The provider bears responsibility for permanent availability of infrastructure and cloud services. It is enshrined in the relevant agreements which are signed between provider and the customer. At non-compliance with parameters of rendering services the provider pays penalties.

It is remarkable that CROC regulates the services not in one SLA as it is accepted in the market, and in two. The first document registers terms of the greatest possible unavailability of virtual services, the second formalizes parameter performance of disk resources.

How in outsourcing DPCs requirements of regulators regarding personal data processing are provided?

In cloud DPCs both standard means of protecting, and means of the information security (IS) from specific cloud threats are used: firewalling, protection of communication channels, antiviruses, protection against unauthorized access to resources.

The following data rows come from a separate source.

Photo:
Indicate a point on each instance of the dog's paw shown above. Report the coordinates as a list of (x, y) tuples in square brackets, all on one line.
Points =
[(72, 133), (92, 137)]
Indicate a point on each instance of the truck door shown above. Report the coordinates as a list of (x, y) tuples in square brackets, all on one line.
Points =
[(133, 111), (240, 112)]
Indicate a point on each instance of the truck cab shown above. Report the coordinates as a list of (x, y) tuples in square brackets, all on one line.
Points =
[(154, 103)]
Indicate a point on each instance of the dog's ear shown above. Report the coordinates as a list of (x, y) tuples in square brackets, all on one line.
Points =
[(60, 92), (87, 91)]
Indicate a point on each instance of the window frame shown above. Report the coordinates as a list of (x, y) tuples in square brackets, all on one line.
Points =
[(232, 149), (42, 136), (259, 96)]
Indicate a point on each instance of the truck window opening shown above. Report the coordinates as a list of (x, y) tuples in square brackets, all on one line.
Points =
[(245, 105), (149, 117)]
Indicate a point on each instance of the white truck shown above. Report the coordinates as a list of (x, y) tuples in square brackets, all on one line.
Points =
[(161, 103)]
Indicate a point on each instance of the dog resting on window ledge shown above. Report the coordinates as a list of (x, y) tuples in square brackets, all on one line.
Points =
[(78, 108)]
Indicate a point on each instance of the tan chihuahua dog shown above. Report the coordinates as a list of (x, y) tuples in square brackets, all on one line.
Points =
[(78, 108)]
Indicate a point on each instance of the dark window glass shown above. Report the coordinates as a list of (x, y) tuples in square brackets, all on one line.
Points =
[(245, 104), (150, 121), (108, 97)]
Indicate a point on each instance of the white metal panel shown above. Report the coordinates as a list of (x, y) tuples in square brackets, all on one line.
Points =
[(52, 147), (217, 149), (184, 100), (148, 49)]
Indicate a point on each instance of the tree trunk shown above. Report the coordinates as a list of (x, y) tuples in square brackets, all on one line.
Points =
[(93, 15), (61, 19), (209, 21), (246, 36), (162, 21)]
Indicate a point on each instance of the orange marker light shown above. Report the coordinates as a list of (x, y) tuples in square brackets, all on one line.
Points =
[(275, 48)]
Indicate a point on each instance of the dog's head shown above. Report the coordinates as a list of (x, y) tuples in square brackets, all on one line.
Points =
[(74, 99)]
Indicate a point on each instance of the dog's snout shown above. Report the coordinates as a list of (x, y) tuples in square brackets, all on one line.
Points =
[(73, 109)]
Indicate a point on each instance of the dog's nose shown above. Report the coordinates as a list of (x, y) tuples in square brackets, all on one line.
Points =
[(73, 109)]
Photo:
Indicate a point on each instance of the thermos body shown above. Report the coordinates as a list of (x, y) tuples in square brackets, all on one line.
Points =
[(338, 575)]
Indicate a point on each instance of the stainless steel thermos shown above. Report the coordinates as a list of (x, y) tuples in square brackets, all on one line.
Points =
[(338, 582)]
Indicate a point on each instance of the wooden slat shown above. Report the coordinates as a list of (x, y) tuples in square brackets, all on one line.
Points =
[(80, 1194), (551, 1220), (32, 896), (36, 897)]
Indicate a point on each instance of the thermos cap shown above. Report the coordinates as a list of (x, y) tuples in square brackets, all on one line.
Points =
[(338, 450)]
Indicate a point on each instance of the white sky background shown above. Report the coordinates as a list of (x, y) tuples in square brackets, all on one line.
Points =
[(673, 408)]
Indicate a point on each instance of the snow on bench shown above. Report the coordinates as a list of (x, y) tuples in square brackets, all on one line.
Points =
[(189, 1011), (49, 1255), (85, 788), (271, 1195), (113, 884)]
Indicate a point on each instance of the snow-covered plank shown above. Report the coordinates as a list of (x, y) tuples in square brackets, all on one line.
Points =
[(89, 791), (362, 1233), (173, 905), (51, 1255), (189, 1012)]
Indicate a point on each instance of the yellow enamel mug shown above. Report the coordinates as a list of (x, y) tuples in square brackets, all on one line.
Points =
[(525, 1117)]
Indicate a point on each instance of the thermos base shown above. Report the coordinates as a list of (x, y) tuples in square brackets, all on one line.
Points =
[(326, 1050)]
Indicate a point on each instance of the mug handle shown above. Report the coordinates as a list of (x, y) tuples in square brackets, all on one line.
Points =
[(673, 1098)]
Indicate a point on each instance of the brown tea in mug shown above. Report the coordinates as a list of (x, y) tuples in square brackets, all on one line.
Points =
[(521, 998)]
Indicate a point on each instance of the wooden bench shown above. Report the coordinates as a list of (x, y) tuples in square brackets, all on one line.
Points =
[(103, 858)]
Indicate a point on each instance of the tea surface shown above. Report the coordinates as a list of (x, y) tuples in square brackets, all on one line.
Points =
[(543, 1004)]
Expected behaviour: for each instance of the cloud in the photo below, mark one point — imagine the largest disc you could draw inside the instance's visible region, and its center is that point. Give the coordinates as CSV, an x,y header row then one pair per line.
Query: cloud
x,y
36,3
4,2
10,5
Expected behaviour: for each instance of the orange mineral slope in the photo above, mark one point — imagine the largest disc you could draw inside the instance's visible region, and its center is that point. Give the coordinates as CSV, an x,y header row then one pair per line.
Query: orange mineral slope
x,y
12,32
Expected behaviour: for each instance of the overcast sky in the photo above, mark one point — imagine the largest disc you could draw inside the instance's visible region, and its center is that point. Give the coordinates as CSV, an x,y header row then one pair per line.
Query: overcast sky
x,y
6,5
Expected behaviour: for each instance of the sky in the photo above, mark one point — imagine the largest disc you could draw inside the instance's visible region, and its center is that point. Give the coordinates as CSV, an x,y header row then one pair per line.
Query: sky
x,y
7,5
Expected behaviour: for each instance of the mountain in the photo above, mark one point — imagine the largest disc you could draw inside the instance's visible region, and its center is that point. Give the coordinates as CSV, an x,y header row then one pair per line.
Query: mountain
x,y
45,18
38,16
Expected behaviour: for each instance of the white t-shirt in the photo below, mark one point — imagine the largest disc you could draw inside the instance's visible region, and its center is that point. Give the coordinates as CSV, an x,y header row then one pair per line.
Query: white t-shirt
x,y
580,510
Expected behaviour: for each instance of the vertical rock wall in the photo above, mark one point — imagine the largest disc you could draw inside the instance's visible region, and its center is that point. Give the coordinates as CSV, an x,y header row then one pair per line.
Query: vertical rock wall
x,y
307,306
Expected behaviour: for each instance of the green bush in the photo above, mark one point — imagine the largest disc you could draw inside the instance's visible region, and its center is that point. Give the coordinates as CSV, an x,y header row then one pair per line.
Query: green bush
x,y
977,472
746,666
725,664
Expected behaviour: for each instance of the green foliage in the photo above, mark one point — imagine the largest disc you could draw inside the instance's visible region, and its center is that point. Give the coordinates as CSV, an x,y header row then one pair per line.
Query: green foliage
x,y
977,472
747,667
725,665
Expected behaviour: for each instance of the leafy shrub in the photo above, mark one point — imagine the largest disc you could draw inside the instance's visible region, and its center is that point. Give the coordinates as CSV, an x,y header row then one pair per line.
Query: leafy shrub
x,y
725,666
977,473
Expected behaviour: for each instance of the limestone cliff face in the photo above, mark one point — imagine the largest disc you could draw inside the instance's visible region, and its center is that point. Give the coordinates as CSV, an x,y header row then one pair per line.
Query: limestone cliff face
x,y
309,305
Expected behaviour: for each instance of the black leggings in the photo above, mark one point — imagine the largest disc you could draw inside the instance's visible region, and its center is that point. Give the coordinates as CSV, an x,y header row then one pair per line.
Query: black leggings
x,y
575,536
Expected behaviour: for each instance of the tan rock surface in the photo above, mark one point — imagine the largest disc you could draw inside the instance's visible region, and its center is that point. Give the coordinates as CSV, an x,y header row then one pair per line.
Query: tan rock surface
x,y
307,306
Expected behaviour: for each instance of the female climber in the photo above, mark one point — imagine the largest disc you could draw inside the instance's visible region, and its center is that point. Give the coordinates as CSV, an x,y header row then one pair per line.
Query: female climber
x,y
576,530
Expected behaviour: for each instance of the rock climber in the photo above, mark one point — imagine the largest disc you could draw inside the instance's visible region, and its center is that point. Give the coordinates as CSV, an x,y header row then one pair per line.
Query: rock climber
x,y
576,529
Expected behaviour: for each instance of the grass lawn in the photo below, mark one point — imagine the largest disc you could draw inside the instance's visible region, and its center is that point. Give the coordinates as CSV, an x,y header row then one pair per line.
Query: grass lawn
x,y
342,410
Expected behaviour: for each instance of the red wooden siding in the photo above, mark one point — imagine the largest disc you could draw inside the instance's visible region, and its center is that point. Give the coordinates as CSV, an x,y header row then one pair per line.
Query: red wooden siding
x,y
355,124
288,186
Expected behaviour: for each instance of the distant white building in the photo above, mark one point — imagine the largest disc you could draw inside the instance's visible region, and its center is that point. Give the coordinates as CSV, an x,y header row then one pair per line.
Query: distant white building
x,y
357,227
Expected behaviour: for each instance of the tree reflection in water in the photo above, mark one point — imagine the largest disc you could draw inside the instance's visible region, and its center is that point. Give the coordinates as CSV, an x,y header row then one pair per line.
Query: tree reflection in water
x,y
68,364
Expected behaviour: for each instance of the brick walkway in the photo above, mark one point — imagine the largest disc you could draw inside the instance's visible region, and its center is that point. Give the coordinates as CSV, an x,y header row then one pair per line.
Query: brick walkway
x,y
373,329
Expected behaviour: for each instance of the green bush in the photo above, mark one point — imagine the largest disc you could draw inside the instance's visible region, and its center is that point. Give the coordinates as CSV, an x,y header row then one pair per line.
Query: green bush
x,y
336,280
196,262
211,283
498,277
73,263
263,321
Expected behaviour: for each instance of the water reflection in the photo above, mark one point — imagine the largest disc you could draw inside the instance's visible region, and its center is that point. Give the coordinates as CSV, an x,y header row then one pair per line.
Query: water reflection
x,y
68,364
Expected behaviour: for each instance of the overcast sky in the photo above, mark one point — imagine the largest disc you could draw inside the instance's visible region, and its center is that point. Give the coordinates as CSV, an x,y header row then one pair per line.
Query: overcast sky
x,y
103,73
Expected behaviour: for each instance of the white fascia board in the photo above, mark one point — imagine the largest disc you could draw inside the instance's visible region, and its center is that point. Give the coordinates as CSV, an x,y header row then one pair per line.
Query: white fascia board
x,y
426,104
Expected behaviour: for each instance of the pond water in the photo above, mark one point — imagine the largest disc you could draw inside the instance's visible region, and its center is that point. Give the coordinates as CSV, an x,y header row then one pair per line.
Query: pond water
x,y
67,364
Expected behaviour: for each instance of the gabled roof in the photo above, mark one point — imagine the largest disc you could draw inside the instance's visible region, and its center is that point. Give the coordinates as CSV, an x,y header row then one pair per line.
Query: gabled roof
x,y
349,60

For the most exacting customers to security, according to Maxim Berezin, CROC can offer placement in the protected cloud — a node of cloud infrastructure with the implemented cybersecurity technologies certified by FSTEC and FSB on personal data processing. If necessary CROC participates in audits of regulators for obtaining by customers certificates of conformity of infrastructure and cloud services to requirements of the commonly accepted standards, such as standard of security of payment cards (PSI DSS). In particular, for check of compliance to security requirements of these bank cards in a cloud environment infrastructure of Virtual data center of CROC underwent audit at placement in a cloud of processing of Platbox payment system. This company renders services to the mobile operator of MTS, developer of the online game World of tanks, other large organizations.